I conclude in suggesting that governments respond to the COVID 19 experience by putting more effort into inducing changes in lifestyle and nutrition which will reduce the susceptibility of their people to similar pandemics and other diseases while also reducing the threat of environmental shocks.
COVID 19
Normally when estimates of the cost of an epidemic are counted, the figures are directly related to increased health services expenditure (including vaccines, medicines and hospitalization) and the direct losses in current and future production caused by time off work and premature death.
While in most countries COVID 19 has induced a sharp rise in health services expenditure, the loss in production directly attributable to the disease has been relatively small, largely because the vast majority of those who have died have been ‘senior citizens’ who have no longer been working and have relatively short life expectations. A large proportion of those dying have already been suffering from other life-threatening illnesses and, from a food and nutrition perspective it is of interest to observe that the severity of symptoms and the probability of infection being lethal appears to be associated with obesity and almost certainly with under-nutrition, especially in developing countries [read].
Most of those who have been affected by the disease and have survived have recovered their working fitness in a short time and have not suffered long-term disabilities.
Governments that adopted lockdown strategies to control the spread of COVID 19 find that the direct costs of the disease, while significant, are dwarfed by the resulting drop in economic activity and by the immense fiscal costs of contemporary measures to shield businesses from collapse and to protect incomes of people who have been prevented from working. Most such governments have run up huge fiscal deficits and are wondering how they can pay them off without major increases in taxation or stimulating inflation.
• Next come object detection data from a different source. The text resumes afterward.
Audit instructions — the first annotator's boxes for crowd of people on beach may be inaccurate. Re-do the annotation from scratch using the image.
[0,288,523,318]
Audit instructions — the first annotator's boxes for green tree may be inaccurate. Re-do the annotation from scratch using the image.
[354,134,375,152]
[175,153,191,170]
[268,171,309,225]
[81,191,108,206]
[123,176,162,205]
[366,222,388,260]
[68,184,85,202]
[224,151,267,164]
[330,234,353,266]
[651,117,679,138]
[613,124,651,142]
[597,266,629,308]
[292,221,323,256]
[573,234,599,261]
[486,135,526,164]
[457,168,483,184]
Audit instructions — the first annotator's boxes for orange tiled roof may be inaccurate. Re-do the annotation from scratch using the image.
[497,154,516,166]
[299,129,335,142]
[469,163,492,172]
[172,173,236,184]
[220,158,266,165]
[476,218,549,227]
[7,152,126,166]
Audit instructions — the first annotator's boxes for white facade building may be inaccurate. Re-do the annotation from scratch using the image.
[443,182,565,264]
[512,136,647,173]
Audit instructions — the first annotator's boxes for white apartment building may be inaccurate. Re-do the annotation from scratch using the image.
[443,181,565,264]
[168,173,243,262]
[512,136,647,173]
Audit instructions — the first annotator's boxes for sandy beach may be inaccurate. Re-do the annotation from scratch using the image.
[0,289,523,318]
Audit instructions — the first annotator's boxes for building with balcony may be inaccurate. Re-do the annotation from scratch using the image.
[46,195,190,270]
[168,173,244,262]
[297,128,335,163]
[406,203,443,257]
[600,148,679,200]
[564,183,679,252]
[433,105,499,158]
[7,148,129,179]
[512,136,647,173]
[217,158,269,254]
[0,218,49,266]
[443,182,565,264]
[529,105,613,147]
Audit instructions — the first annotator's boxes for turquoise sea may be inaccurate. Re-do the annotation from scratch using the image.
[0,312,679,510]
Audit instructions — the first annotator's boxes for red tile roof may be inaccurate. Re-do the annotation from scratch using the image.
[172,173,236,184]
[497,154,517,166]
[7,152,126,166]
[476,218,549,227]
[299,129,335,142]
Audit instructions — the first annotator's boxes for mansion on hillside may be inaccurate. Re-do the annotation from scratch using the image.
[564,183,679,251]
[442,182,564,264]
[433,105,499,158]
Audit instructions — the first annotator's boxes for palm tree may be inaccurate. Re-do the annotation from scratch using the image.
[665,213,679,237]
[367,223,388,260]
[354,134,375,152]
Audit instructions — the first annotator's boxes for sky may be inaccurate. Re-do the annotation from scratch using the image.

What is enormously significant is that COVID 19 has left the work force largely intact in all affected countries. Their human capital – a country’s greatest asset – remains undamaged though possibly in need of redeployment to address new priorities that are emerging as people come to recognise that we have to change the way we live if our stressed planet is to be able to offer future generations a decent life.
HIV/AIDS in Kenya
I first came face to face with the HIV/AIDS pandemic that was killing about 300,000 Kenyans every year during a visit in 2001 This is about the same number as COVID 19 has killed so far in the whole world.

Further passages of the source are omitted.